La mía, mi tristeza, sale a flote solo cuando mi orgullo decide bajar su nivel,
Solo cuando mi corazón no aguanta más el quebranto;
Solo cuando ve a la gente dando la espalda y a la soledad llegando a mí.
… Y mi tristeza no puede verse en un espejo,
Y mi tristeza derrama lágrimas al sentir melancolía.
… Y mi tristeza llora…
Y cuando despego mi mirada de ella, miro entonces hacia el adelante,
y no se hacia donde estoy yendo; y miro hacia atrás nuevamente y redundo:
¿Cuándo se secara la tristeza de mis tristezas?
Pienso cada vez más en la rabia que me da vivir, y la no felicidad que me produce la muerte,
Entonces no sé dónde situarme, si nada va conmigo
Si sigo sin aterrizar en este mundo hecho de esencialmente luces, tierra y cielo.

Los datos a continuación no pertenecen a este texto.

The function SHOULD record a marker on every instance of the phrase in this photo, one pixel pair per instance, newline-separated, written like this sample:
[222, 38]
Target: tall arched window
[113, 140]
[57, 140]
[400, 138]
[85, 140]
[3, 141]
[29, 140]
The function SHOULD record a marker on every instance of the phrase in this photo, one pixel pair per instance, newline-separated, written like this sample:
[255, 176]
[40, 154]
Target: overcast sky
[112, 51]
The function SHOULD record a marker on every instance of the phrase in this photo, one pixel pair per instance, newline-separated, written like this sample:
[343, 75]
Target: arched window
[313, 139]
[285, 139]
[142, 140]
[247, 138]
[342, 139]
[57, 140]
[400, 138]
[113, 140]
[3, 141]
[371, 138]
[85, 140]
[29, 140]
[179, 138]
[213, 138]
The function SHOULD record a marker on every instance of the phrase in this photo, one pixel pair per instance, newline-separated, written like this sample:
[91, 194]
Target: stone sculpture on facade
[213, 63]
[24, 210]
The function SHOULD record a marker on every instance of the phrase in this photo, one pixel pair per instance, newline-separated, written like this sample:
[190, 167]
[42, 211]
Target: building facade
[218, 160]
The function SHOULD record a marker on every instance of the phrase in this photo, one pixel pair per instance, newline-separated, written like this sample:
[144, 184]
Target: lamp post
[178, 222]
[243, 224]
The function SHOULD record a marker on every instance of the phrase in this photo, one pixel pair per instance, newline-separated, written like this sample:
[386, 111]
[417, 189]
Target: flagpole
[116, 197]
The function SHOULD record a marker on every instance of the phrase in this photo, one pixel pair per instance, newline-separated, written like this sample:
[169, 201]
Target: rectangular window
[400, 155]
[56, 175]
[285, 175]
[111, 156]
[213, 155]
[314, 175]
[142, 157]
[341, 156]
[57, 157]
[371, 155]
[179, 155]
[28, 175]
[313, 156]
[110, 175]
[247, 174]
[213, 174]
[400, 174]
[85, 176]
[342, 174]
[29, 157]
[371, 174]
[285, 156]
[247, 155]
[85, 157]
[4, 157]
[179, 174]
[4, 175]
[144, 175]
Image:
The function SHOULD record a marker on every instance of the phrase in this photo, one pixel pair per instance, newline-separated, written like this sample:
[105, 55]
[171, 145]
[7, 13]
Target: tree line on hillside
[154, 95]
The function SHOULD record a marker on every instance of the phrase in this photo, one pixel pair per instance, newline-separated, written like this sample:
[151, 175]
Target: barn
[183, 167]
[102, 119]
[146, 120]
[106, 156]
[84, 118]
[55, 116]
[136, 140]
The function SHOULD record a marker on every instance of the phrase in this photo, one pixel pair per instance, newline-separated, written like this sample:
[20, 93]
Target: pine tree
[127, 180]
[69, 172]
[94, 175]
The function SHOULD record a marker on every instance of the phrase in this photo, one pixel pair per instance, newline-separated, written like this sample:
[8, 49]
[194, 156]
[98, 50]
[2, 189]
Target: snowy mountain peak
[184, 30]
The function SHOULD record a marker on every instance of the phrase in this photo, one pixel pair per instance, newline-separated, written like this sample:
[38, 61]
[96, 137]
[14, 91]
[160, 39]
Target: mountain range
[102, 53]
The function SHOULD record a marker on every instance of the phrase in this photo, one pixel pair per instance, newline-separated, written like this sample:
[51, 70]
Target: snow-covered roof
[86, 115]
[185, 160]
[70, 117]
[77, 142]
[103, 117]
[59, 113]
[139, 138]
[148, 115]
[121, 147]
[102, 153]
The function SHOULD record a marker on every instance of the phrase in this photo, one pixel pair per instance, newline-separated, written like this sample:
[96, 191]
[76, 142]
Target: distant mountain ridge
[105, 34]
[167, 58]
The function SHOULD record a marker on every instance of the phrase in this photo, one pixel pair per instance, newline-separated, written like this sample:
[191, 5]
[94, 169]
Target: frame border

Solo tengo ganas de llorar, y ganas de disfrazar a mis lágrimas en niñas felices,
En dichas desbordadas por mis ojos, en himnos de felicidad a mi piel,
Pero solo muere en deseos que tal vez nunca se cumplirán.
... Y al desear esto, vi a mis lágrimas caer
Pidiéndole estas piedad a mi corazón para quedarse guardadas en la cuna de mis ojos,
Tienen ganas de seguir viviendo un poco más, jugando con la dicha y la fantasía.
Alguna vez me pregunte ¿Que es una lagrima?...
… Aparte de ser la materia que personifica la tristeza y el cansancio de mis ojos,
No es más que algo vacio, sin significante ni significado; es solo una lágrima.
Y solo cuando esta mi tristeza me hundo en mi;
Y solo cuando ella esta, escribe mi mano todo aquello que ella dicta sentenciosa:
Ciega a mi mente y calla a mi corazón.
Y solo cuando esta mi tristeza, me descubro tan masoquista en ella.